Racing & Wagering

Barn Notes: Saturday, June 23, 2012

| Churchill Downs Communications | 06/23/2012 #
  • Here Comes Frazier wins at first asking on Labor Day 2011

  • An emotional winner's circle after Here Comes Frazier's maiden victory

In Today's Notes: Here Comes Frazier Arrives at Retirement Home in Arizona; Arlington Season Completes One-Third Mark Friday Evening; Stonestreet Stables Adds to Arlington Presence Saturday

When Magdalena Racing's Here Comes Frazier won the first start of his career at Arlington last Labor Day, it turned out to be one of the classic feel-good stories of the local summer racing season.

The 3-year-old gelding had been partially-owned by Bruce Frazier, a Park Ridge, Illinois, resident horse owner who had raced his horses primarily at Arlington for many years but had died less than two weeks earlier after a short illness.

Trainer Ken McPeek had managed to have the horse's name changed to Here Comes Frazier in honor of his friend during that short span of time.

"He was a real special man who touched a lot of lives," McPeek said at the time. "I only trained for him for five or six years, but mine was one of those."

Out of respect for her husband – once a pitcher in the New York Yankees minor league system who never got to see his dream horse run – Donna Frazier was on hand for Here Comes Frazier's successful debut.

"I remember that race like it was yesterday," Donna Frazier recalled Saturday morning. "It was such an emotionally-charged day. We were very happy, very sad, and grieving at the same time. I remember the way that announcer John G. Dooley (very aware of what had happened as were the fans in attendance) shouted out the horse's name when he took the lead and went on to win. Several other part-owners of the horse had flown into Chicago to be there.

"I also remember that the crowd was so much behind the horse when he won," Mrs. Frazier added. "I remember that vividly. That surprised all of us, but because of that the race just took on a very special flavor that day. It was the ultimate best scene ever."

Unfortunately, in Here Comes Frazier's next start in Keeneland's Grade III Bourbon Stakes a month later, he was leading the way when he suddenly ducked in, hit the rail and went down. The incident resulted in a fractured rear hock that ended his racing career.

"Fortunately, the miracle workers at Rood and Riddle Equine Hospital performed surgery to repair it," Mrs. Frazier said. "If it weren't for their skills he wouldn't be here today, and Kenny McPeek and his caring staff at Magdalena Farm also played a huge role in his recovery.
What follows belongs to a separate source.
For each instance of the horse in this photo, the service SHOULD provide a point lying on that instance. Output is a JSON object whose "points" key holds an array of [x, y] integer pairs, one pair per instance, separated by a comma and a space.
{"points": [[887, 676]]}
"Here Comes Frazier left Lexington by van yesterday," Mrs. Frazier concluded. "He should be arriving at his new retirement home, a horse rescue organization called "Heart of Tucson" sometime this weekend. When the director of the facility, Judy Glore, heard the story of Here Comes Frazier she immediately said they would be happy to welcome him to their family of rescued horses, and the warmer weather in Arizona will surely help him because arthritis can often be a problem for horses who have sustained serious fractures."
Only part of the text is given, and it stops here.